Der Schmeichler

Im fernen Osten lebte vor vielen Jahren ein reicher, weiser Fürst. Eines Tages zeigte man ihm eine Lobschrift, die seine Güte und Tapferkeit, seine Klugheit und Gerechtigkeit in den höchsten Tönen pries. Der Herrscher ließ den Verfasser dieser Schrift zu sich rufen. Der Schreiber, ein gewitzter Buchhalter, erhoffte sich mit seiner Schrift einen Geldvorteil, war schnell zur Stelle und trat mit gespielter Bescheidenheit vor den Fürsten. Er warf sich ihm zu Füßen und schaute demütig auf die vergoldeten Schuhspitzen des mächtigen Mannes.

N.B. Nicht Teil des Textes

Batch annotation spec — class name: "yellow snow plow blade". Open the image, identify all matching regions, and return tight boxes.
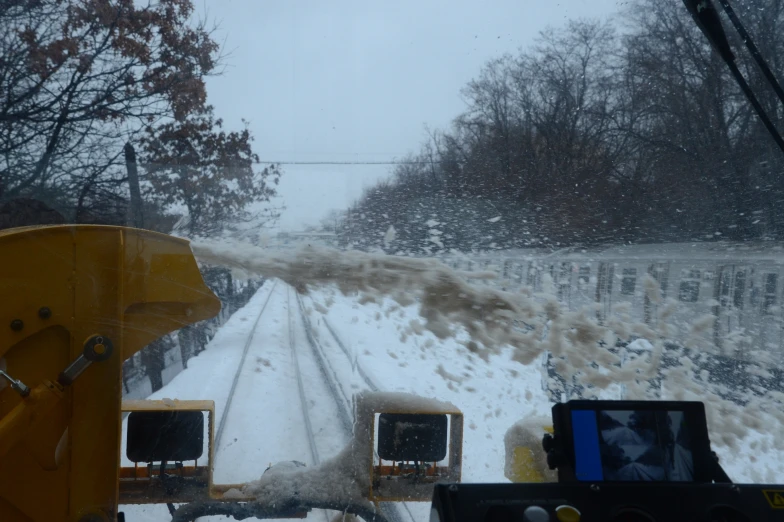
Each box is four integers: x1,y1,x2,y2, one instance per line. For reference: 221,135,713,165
0,225,220,522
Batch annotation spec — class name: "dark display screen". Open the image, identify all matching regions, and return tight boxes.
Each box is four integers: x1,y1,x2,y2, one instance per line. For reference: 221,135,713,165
571,409,695,482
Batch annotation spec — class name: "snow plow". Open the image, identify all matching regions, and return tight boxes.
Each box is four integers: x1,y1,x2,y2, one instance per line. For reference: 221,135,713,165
0,225,463,522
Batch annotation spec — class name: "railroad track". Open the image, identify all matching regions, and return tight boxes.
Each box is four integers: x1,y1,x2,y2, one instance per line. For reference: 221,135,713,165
289,294,417,522
215,279,278,449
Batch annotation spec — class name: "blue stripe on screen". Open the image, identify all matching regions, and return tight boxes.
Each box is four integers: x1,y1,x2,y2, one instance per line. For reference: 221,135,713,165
572,410,604,482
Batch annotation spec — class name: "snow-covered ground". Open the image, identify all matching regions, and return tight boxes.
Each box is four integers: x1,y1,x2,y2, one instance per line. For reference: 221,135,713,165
119,270,784,522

„Du hast also diese Lobschrift über mich aufgesetzt?“ „Erhabene Majestät“, sprach der Buchhalter, „es war meine Pflicht, Eure guten Eigenschaften niederzuschreiben. Nicht ich habe die Worte gewählt, sondern ein guter Geist half mir, eure Ruhmestaten in einfache Worte zu kleiden.“ Der Fürst schaute den Mann lange an, bevor er antwortete: „Du darfst dir etwas wünschen. Wenn es in meiner Macht steht, werde ich dir deinen Wunsch erfüllen.“ Einige Minuten lang überlegte der gerissene Schreiberling, was er sich wünschen könnte. Doch ihm fiel kein entsprechender Wunsch ein. Dabei dachte er sich, dass er mehr erhalten werde, wenn seine Bitte möglichst bescheiden sei. Deshalb sagte er: „Majestät, ich habe lange nachgedacht und bin zu dem Entschluss gekommen, dass ich keinen Lohn brauche, außer Eure Hand küssen zu dürfen.“

„Du bist zu bescheiden und verdienst einen größeren Lohn“, sprach der Fürst, „aber zuerst will ich dein Denken prüfen. Es gibt unter meinem Volk viele Neider, die mit deiner Lobschrift nicht einverstanden sind. Hier in diesem Raum, ist einer von ihnen, der glaubt, ich sei dumm und eitel!“ Erschreckt hoben alle anwesenden Höflinge die Köpfe. „Nun, was meinst du, Schreiber: Wie soll ich diesen Mann bestrafen?“ Empört schrie der Buchhalter: „Dieser Mann, der glaubt, eure Majestät sei dumm und eingebildet, sollte mit Stockschlägen aus dem Schloss geprügelt werden!“ „Nun, du hast dein eigenes Urteil gesprochen, Schreiber, da du es warst, der glaubte, ich falle auf deine plumpe Schmeichelei herein.“ Mit diesen Worten ließ der weise Fürst den Schmeichler mit Stockschlägen aus dem Schloss prügeln.